Yongcheng Coal Pays $4.9 Million of Interest on Defaulted $151 Million Debt
Yongcheng Coal and Electricity Holding Group Co. Ltd. paid 32.4 million yuan ($4.9 million) of overdue interest three days after it defaulted on a 1 billion yuan ultra-short-term bond and said it’s raising money to repay the principal.
The state-owned coal mining company in central China’s Henan province made the payment following mediation by the National Association of Financial Market Institutional Investors (NAFMII), China’s interbank bond market regulator. The agency initiated a “self-disciplinary” investigation Thursday into Yongcheng Coal and intermediary institutions in relation to the default.
The surprise bond default Tuesday set off a chain reaction affecting other coal mining companies and local government financing vehicles in other provinces. Coal mining enterprises in Shanxi and Hebei provinces either canceled bond issuance plans or slashed fundraising targets. Traded coal bonds plunged across China. The coal industry has been hammered amid the Covid-19 pandemic as demand weakened.
Yongcheng’s parent company, Henan Energy and Chemical Industry Group Co. Ltd., the province’s largest state-owned company by assets, said the funds to make the interest payment came from the unit. The company still needs to work out a plan for retiring the bond’s principal, a senior executive at the parent company told some bondholders.
“If only the interest is paid, it’s meaningless,” the head of fix-income business at a brokerage said. To resolve the default, an overall plan is still needed, otherwise it will cause cross defaults, the broker said.
Some of Henan Energy and Chemical’s debt financing instruments have cross-protection clauses for investors that were triggered by Yongcheng’s default, the parent company said Thursday in a statement. Yongcheng and its parent have a total of 26.5 billion yuan of bonds that have such cross-protection clauses with a grace period of 10 business days.
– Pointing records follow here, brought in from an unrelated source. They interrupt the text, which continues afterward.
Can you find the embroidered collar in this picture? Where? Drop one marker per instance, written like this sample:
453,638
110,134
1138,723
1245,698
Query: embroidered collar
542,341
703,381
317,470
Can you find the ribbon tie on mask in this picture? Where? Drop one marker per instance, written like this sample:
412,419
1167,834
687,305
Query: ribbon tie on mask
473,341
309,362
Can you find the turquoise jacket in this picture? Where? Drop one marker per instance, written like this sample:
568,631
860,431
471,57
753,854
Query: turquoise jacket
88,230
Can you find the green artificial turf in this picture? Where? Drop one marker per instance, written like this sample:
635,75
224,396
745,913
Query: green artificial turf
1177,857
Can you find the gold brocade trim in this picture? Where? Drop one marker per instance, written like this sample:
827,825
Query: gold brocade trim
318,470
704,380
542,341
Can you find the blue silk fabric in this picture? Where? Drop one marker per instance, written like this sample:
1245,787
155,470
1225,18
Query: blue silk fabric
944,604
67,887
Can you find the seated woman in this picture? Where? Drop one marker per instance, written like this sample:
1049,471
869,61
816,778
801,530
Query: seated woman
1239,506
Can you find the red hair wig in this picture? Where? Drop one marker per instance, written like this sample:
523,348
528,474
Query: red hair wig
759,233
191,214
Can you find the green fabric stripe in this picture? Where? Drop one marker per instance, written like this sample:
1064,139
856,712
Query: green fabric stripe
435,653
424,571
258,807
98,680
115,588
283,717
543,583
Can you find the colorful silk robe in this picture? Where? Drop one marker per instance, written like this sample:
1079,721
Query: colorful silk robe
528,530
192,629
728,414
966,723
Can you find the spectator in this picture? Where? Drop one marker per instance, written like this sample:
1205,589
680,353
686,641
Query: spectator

If Yongcheng’s default constitutes a default of the parent’s corresponding debt, it may lead to further pressure on short-term debt payments.
The debt committee of Yongcheng originally scheduled a meeting Friday morning to discuss the possible risks the default would cause to the parent company. Several dozen creditors of Yongcheng and its parent company who gathered outside the company were denied entry to the meeting, which was eventually canceled.
About 25 banks, including the big four state-owned banks as well as China Development Bank, China Citic Bank, Industrial Bank and Shanghai Pudong Development Bank, originally planned to participate in the meeting, according to a list of participants Caixin obtained.
Although the meeting was canceled, officials from the Henan provincial government and the provincial State-owned Assets Supervision and Administration Commission went to Beijing to report on the development to the central government.